However, think of something you have given a lot of yourself for almost 5 years of university plus almost 7 years after that? Would you care a bit about it? I guess yes! If after all that time you actually manage to see it in space you can't avoid filling emotional and I am proud of it.
The day Jules Verne was launched I didn't sleep, the adrenaline could not allow for it: something I've helped doing was actually flying and now we would see if all mistakes have been corrected... The day of the docking I could see colleagues with some tears in their eyes... Some of them a lot older than I am! Myself I was just on top of a cloud... I actually get angry when people do not understand this!
Look at Jules, isn't it pretty? It looks like an angel in space:


In the evening of that day (3 April 2008), I went back to my handball club to watch the -18M practise. I opened the door of the room and... I got applauses before even saying "hello"! You don't get this kind of attitude from everyone, and in this case it was from my previous kids, the ones I used to coach. I remember this as much as the docking itself: these kids, that knew not much about space, not only were aware that it docked as associated their annoying shouting coach to it...
At this time I was already looking forward: I moved one to another project that had everything to be as exciting: ExoMars.
Unfortunately politics gets often in the way of the life of a space scientist... It becomes difficult to focus on exploring space, because most of the time it is about dealing with industrial/political constraints. For example: countries putting more money on a project need to get more work, regardless of their suitability! This political principle is called "Georeturn" and, in my humble opinion, is killing the European space exploration. I am told it is the only way: I'm sorry, I MUST disagree.

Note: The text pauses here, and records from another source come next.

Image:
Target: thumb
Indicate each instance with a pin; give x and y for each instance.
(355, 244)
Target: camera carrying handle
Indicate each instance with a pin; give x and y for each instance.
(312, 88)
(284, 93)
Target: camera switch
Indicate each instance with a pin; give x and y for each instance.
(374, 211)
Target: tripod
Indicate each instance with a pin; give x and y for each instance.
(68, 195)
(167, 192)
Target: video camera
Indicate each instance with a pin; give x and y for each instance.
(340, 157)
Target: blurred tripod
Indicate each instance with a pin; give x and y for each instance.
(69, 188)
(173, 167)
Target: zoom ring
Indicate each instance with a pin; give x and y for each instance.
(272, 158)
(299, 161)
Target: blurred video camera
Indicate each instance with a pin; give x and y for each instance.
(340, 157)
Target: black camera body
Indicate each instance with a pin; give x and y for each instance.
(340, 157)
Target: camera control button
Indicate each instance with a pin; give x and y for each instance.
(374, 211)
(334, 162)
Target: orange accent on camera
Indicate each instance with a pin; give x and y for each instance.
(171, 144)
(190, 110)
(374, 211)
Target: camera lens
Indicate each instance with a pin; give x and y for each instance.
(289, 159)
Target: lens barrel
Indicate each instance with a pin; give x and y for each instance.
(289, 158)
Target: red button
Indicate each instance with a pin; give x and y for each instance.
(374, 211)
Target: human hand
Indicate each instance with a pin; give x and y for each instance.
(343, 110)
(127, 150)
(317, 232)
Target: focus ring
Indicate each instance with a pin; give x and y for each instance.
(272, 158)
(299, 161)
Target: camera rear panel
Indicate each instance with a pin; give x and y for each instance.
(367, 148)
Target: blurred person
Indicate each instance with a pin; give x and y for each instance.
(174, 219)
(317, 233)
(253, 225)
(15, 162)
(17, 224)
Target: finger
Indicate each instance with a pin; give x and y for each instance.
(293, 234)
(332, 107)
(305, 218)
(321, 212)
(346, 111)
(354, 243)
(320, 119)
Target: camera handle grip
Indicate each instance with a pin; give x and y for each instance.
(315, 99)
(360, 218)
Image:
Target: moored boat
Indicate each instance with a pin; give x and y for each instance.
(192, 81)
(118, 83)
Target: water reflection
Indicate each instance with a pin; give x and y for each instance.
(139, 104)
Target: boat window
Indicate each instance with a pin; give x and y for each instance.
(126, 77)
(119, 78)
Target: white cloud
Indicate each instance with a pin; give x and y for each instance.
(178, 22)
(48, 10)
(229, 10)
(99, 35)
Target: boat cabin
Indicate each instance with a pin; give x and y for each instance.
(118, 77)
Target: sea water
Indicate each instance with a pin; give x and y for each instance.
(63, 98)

Nevertheless it still gets me enough motivated to keep working on this industry!...
Recently I was able to talk about the ExoMars project in a Portuguese magazine:
My position on this georeturn approach is so strong I could go to the extreme of saying that, in countries like Portugal, "industry" only exists to get the money, not to actually build anything useful. I recently was under the shock of realising that Portuguese organisations were extremely excited by the fact that Portugal is now fully spending the georeturn (10 millions of euros per year)... I couldn't be more disappointed! All this money and we have achieved nothing! This funding, on the right hands, could have allowed for so much more space exploration...
I am not against countries like Portugal getting contracts - I obviously wish it! However, the spread of PMEs, the pure quest for the "subsidy", the lack of a common purpose and an industrial organisation to meet it, etc. leads me to thing that either this changes or space exploration is better off without these politician-pleasing activities! It only makes sense to invest money in space exploration if it is for space exploration, not to nourish parasites.

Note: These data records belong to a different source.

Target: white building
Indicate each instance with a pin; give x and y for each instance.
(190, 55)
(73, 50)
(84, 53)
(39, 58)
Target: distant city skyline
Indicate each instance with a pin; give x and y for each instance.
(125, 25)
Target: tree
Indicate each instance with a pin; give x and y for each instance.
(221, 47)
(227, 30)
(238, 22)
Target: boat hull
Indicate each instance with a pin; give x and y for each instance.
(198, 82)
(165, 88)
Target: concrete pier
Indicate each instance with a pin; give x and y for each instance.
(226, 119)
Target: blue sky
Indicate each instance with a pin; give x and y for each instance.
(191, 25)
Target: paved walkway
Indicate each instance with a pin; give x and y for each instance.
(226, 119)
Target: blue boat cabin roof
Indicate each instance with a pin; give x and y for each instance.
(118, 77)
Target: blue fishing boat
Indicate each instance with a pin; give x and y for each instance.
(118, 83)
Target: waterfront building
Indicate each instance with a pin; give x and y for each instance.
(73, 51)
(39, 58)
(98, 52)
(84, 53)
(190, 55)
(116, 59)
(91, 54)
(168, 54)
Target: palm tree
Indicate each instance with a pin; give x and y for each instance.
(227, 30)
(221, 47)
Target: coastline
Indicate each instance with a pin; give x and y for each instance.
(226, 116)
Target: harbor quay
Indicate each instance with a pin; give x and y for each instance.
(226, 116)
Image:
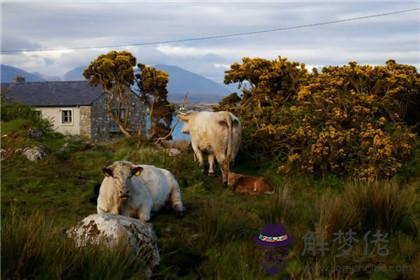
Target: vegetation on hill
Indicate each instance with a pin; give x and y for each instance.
(215, 238)
(353, 120)
(114, 72)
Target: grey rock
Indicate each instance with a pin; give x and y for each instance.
(111, 230)
(34, 153)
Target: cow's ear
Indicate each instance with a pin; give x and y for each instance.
(136, 171)
(107, 171)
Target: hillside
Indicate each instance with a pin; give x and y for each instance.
(75, 74)
(181, 81)
(8, 73)
(200, 89)
(215, 239)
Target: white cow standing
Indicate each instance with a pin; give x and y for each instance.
(135, 190)
(216, 133)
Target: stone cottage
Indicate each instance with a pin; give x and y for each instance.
(75, 107)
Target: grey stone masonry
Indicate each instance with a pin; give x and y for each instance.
(102, 126)
(85, 121)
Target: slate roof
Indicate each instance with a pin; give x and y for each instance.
(52, 94)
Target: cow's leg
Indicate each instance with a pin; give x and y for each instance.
(224, 166)
(176, 202)
(211, 164)
(199, 156)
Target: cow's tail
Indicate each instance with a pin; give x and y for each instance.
(229, 123)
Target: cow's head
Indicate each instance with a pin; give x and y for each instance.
(186, 118)
(232, 179)
(122, 172)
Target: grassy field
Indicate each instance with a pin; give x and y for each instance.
(215, 238)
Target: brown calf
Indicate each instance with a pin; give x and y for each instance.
(249, 184)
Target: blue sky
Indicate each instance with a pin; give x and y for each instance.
(63, 25)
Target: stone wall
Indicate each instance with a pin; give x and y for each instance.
(85, 121)
(102, 124)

I almost do not blame the companies because one has to survive. However, it is up to the Portuguese government who invests that taxers money to promote a common effort to actually produce something that can be useful for space exploration, instead of just working for the (wrong) statistics and votes.
This is not a Portuguese problem, it is an European problem. In my opinion it is a cancer for the space exploration and it will be difficult not to die from it, in particular if we wait too long for brave decisions from the ones that are very well paid to make those decisions but do not manage to do it.
Moving one... ATV2 goes to space in the 16th of February 2011! Following a long knowledge transfer and political inefficiency, it finally gets there... Another example of the cancer effects...
Kepler works flawlessly and again I'm walking on top of the clouds... Once again, people that have never been through this type of personal investment and personal satisfaction do not get it... Their loss!
I leave you the final meters of the docking of Kepler (24th of February 2011), a picture of the docking with the moon in the background, and a picture taken from the Space Shuttle less than 2 days after the docking:
or here.


Now, imagine all these engineers that are highly motivated... Now, imagine these engineers spending their time, effort and resources trying: to deal with political decisions, to work with teams that might have been chosen for political reasons and not for their quality, to redo their job countless times because someone cannot make decisions and the available budget is being spent as we breath... Do you really think they'll remain motivated? Do you really think that it will be a great engineering product? Do you really think it will be cheaper? Do you really think we'll explore space one day?... I guess you know the answer!
Please: like a previous Portuguese prime-minister (now president) once said: let us do our job! If you do so, success can happen! If not, stop wasting my time and taxpayers money. Put your eyes on the successes such as ATV and get your act together. Europe raised itself to the level of the bests in the world, we need to build on it, not to start from scratch in another place just because that will be easier to get votes in that part of the world.